Content-Transfer-Encoding: 7bit
Return-path: <linux-scsi-owner@vger.kernel.org>
Received: from relay.ihostexchange.net ([66.46.182.57]:44512 "EHLO
	relay.ihostexchange.net" rhost-flags-OK-OK-OK-OK) by vger.kernel.org
	with ESMTP id S1751540Ab3EMP6s (ORCPT
	<rfc822;linux-scsi@vger.kernel.org>); Mon, 13 May 2013 11:58:48 -0400
In-Reply-To: <519100A5.2060509@suse.de>
Sender: linux-scsi-owner@vger.kernel.org
List-Id: linux-scsi@vger.kernel.org
To: Hannes Reinecke <hare@suse.de>
Cc: Baruch Even <baruch@ev-en.org>, emilne <emilne@redhat.com>, "Martin K. Petersen" <martin.petersen@oracle.com>, linux-scsi <linux-scsi@vger.kernel.org>, michaelc <michaelc@cs.wisc.edu>

On 5/13/2013 10:03 AM, Hannes Reinecke wrote:
> The other LUNs haven't reported an error.
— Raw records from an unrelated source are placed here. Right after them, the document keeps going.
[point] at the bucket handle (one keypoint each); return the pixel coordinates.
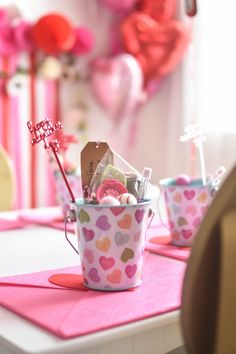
(69, 218)
(159, 213)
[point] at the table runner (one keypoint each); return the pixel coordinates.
(70, 313)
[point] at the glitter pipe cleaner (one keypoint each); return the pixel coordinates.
(40, 132)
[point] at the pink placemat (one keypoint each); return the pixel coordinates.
(7, 224)
(69, 313)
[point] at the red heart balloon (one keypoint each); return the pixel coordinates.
(160, 10)
(158, 46)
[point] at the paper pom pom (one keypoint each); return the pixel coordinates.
(53, 34)
(51, 68)
(182, 180)
(109, 200)
(84, 41)
(22, 36)
(15, 85)
(127, 198)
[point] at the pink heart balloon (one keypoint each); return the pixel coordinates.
(117, 84)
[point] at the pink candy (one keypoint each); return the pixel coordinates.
(182, 180)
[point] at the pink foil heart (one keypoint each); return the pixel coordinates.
(121, 77)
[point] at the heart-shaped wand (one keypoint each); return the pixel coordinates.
(40, 132)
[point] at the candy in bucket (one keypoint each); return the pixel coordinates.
(188, 198)
(111, 233)
(110, 221)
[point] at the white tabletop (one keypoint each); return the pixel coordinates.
(36, 248)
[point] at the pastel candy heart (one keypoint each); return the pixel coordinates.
(137, 236)
(196, 222)
(121, 239)
(127, 254)
(186, 233)
(176, 209)
(88, 234)
(93, 275)
(106, 263)
(88, 254)
(177, 197)
(104, 244)
(115, 276)
(139, 214)
(83, 216)
(175, 235)
(202, 197)
(117, 210)
(102, 223)
(182, 221)
(189, 194)
(130, 270)
(191, 209)
(125, 222)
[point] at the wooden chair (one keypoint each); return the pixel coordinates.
(208, 313)
(7, 181)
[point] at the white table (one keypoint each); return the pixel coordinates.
(37, 248)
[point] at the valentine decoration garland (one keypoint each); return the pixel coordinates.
(50, 48)
(147, 43)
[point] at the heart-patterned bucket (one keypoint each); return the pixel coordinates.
(111, 242)
(186, 206)
(63, 196)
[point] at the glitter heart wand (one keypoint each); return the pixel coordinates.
(40, 132)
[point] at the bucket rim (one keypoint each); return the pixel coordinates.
(196, 182)
(79, 202)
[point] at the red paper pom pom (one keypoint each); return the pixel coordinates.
(84, 41)
(53, 34)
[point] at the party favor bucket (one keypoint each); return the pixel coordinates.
(186, 206)
(111, 242)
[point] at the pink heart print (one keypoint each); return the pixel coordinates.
(88, 234)
(88, 254)
(196, 222)
(186, 233)
(117, 211)
(106, 263)
(93, 274)
(130, 270)
(189, 194)
(121, 239)
(102, 223)
(139, 215)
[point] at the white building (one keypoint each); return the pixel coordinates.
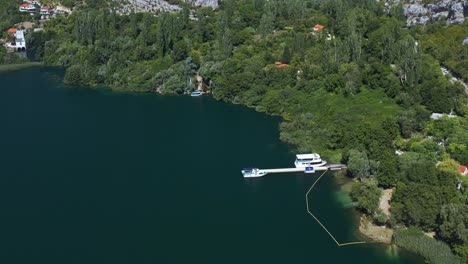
(27, 8)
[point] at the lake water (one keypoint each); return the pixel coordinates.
(90, 176)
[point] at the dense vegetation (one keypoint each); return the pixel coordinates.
(436, 251)
(355, 91)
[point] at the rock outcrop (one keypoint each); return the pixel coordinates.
(126, 7)
(419, 12)
(210, 3)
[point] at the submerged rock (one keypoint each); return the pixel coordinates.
(210, 3)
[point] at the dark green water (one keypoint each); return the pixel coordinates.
(88, 176)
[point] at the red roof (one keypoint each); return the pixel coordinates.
(319, 27)
(463, 169)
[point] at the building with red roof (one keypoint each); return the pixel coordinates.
(46, 10)
(319, 27)
(463, 170)
(27, 8)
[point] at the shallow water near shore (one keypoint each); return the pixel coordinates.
(91, 176)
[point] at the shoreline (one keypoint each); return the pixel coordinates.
(19, 66)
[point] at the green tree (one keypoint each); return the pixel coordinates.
(266, 24)
(367, 195)
(454, 223)
(286, 57)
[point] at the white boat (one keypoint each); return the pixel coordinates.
(253, 173)
(196, 93)
(306, 160)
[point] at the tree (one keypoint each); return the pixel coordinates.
(286, 57)
(358, 164)
(454, 224)
(417, 205)
(266, 24)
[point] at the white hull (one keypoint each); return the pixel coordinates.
(303, 165)
(255, 173)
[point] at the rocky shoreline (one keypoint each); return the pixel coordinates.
(419, 12)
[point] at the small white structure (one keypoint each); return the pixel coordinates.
(46, 10)
(27, 8)
(436, 116)
(306, 160)
(20, 41)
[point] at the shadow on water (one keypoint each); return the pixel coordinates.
(92, 177)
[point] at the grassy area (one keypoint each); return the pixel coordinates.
(15, 67)
(434, 251)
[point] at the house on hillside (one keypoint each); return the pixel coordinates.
(318, 27)
(436, 116)
(463, 170)
(46, 10)
(30, 8)
(11, 31)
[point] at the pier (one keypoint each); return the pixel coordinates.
(20, 41)
(255, 172)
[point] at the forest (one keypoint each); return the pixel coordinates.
(355, 91)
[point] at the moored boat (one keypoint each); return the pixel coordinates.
(253, 173)
(306, 160)
(196, 93)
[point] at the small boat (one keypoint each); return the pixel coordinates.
(306, 160)
(253, 173)
(196, 93)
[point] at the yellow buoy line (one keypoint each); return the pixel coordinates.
(316, 219)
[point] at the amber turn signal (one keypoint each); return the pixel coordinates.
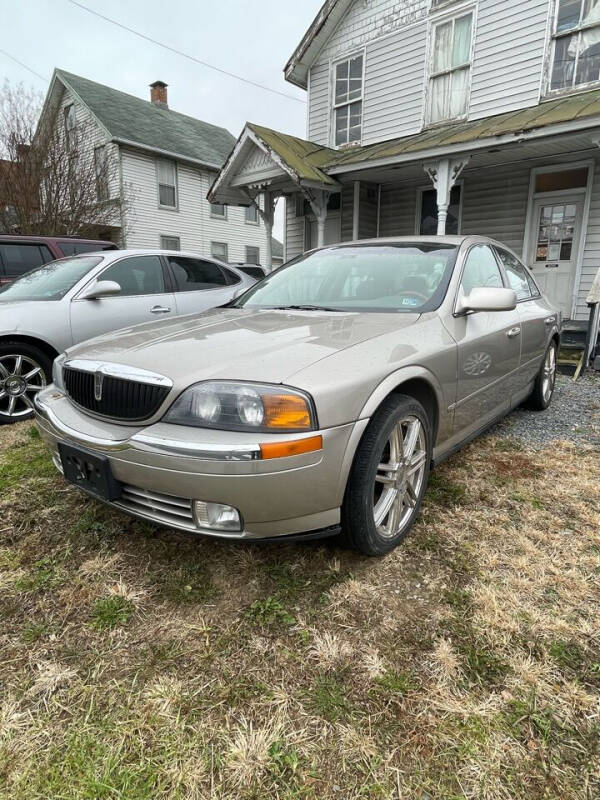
(295, 448)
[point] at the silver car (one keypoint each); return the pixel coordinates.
(67, 301)
(319, 401)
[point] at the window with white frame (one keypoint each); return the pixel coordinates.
(575, 44)
(170, 243)
(450, 67)
(218, 210)
(347, 100)
(219, 250)
(167, 183)
(252, 254)
(101, 168)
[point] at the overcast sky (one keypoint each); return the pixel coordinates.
(248, 38)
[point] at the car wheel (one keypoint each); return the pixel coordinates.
(388, 477)
(543, 388)
(24, 370)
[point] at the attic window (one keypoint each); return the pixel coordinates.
(347, 101)
(576, 44)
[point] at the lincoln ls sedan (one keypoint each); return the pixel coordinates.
(314, 404)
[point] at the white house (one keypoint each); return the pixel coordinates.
(165, 162)
(425, 116)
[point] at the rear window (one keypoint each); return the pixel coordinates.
(75, 248)
(17, 258)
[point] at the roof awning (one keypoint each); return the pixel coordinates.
(263, 159)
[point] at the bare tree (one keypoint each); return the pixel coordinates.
(56, 176)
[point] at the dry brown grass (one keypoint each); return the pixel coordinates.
(140, 663)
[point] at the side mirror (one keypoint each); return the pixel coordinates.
(100, 289)
(488, 298)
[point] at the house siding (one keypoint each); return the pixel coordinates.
(508, 57)
(192, 222)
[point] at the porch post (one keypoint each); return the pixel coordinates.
(443, 174)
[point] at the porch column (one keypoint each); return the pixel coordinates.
(443, 174)
(318, 203)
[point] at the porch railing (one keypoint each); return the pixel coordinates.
(591, 343)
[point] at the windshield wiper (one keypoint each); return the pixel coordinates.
(305, 307)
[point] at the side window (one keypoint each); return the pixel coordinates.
(137, 275)
(193, 274)
(20, 258)
(481, 269)
(516, 274)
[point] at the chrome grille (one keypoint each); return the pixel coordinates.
(163, 508)
(121, 398)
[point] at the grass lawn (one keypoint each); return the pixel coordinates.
(139, 663)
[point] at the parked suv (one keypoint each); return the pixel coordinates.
(19, 254)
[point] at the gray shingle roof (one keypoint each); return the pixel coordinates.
(129, 118)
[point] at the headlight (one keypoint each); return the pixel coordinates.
(57, 371)
(243, 407)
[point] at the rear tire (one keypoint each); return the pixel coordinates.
(543, 388)
(24, 370)
(388, 477)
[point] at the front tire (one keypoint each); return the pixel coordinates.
(24, 370)
(388, 477)
(543, 388)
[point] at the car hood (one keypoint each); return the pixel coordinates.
(239, 344)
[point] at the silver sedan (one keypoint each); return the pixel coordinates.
(68, 301)
(318, 401)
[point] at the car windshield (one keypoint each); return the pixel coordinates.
(50, 282)
(410, 276)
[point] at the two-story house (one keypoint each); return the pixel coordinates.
(442, 116)
(162, 164)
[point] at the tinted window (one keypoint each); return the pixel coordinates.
(137, 275)
(50, 282)
(400, 277)
(516, 274)
(19, 258)
(193, 274)
(74, 248)
(481, 269)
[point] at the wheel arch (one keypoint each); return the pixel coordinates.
(33, 341)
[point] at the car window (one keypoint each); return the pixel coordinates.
(74, 248)
(481, 269)
(194, 274)
(516, 274)
(50, 282)
(19, 258)
(136, 275)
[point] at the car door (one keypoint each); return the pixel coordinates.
(143, 298)
(535, 314)
(201, 284)
(488, 348)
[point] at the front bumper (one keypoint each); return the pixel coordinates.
(164, 467)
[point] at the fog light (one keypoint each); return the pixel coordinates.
(217, 516)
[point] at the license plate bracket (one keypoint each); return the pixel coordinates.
(89, 471)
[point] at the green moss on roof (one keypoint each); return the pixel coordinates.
(140, 121)
(303, 158)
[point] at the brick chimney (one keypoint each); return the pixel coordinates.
(158, 94)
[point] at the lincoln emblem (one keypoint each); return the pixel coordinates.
(98, 378)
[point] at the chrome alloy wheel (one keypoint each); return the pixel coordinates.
(20, 379)
(399, 477)
(549, 373)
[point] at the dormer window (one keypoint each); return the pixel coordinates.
(450, 68)
(576, 44)
(347, 103)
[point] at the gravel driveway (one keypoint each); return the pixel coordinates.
(574, 415)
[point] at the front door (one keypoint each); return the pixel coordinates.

But how do you know whether they
> are still okay? The other LUNs might simply be idle, and no commands have
> been send to them.

	Well, how about generating std inquiry against them if they are idle and the
given HBA has a device in error state? Then you can make a rough approximation
of what has failed, and escalate the error handling if all the devices at a
particular level have failed.

	The midlayer may not even need to send the inquiries. If the individual
device drivers (sd/st/etc) are responsible for monitoring and error recovery
then they can be tasked with determining device availability as well. I think
this solves other problems too. For example, the use of TUR in the midlayer,
is a problem because it doesn't have enough knowledge about the possible check
conditions being returned to act on them appropriately.